We open on a renowned writer named Clay Hammond (Dennis Quaid) giving a reading in a packed auditorium.  He narrates the story of aspiring writer Rory Jansen (Bradley Cooper), who, as the story begins, is told by his father (J.K. Simmons) that he needs to stop asking him for money all the time and get a real job.  Rory winds up working in publishing and marrying his girlfriend, Dora (Zoe Saldana).  The couple honeymoons in Paris, where Dora buys a beautiful leather satchel for Rory secondhand.  When they return to the United States and Rory opens the satchel, he finds an old manuscript.  He types it up on his computer, not changing a word or even correcting the spelling mistakes.  When Dora uses his computer, she finds it and reads it; she tells Rory that it's beautiful, and so different from his usual writing.  His "usual writing" keeps getting rejected by publishers, but they like this one, so he passes it off as his own, winning major awards and getting other, previously rejected, work published.  Everything is going along well until he meets the actual writer of the book (Jeremy Irons), who tells Rory his story.  And so we have a story...within a story...within a story, with Clay narrating first to his audience, then to a grad student/potential lover played by Olivia Wilde, and the writer narrating to Rory.  The main conflicts of the movie, then, are whether the writer or Rory himself will reveal Rory as a plagiarist; what the consequences will be if the truth is revealed; and whether Clay's story is, in fact, a fictionalized confession of the plagiarism.

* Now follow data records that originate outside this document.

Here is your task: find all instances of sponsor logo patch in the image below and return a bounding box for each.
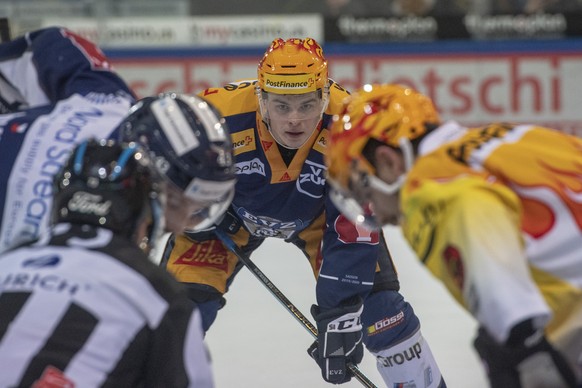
[377,342,422,368]
[232,128,257,155]
[264,74,316,94]
[235,158,265,176]
[367,311,404,335]
[313,129,329,154]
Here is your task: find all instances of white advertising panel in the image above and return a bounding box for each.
[42,14,323,48]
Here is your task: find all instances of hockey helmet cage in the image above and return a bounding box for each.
[118,93,236,231]
[51,140,164,253]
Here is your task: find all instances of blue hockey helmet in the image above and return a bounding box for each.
[117,93,236,231]
[51,140,164,253]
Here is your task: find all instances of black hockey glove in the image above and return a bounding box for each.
[307,297,364,384]
[473,321,577,388]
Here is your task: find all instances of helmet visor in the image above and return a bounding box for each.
[328,178,380,230]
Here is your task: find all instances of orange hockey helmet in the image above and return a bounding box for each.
[326,84,440,188]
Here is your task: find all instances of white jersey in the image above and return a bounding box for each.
[0,28,134,253]
[0,224,213,388]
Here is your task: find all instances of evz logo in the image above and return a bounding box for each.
[297,160,325,198]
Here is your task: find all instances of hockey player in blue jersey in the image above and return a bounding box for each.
[155,39,445,388]
[0,27,135,252]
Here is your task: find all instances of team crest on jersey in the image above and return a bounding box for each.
[313,129,329,154]
[333,215,379,245]
[443,245,465,290]
[231,128,257,156]
[296,160,325,198]
[237,207,304,238]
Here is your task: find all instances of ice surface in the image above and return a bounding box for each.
[206,227,487,388]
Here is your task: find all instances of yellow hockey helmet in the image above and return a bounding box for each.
[258,38,328,94]
[326,84,440,189]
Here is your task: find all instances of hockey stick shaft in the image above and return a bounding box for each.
[215,229,377,388]
[0,17,11,43]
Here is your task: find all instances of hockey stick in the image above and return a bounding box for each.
[215,229,377,388]
[0,18,10,43]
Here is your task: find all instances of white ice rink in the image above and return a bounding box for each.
[206,227,487,388]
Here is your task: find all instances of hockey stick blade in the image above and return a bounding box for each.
[215,229,377,388]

Rory isn't a terribly likable character.  In one of his very first scenes, he yells at his dad for not believing in his writing career, then laughs in his face when his father offers him a job.  He also desperately, melodramatically yells at Dora at one point before he has made it big that this wasn't how his life was supposed to turn out; she asks how that's supposed to make her feel.  When he eventually tells her that he didn't write his career-making novel himself, he accuses her of knowing all along and just wanting it to have been written by him.  In other words, he blames everyone else for his own shortcomings and mistakes and lashes out at people who have, from what we see, been fairly supportive of him.  Because of this, it's hard to care about what happens to him.  The story that Jeremy Irons tells (which we see play out) also isn't terribly compelling, and it starts too late in the film for us to care about the characters in it, either.  Dennis Quaid and Olivia Wilde have pretty good chemistry, and Clay's narration adds a bit of suspense, but as a whole, the film is kind of a mess, with too many layers and not enough attention paid to any of the characters.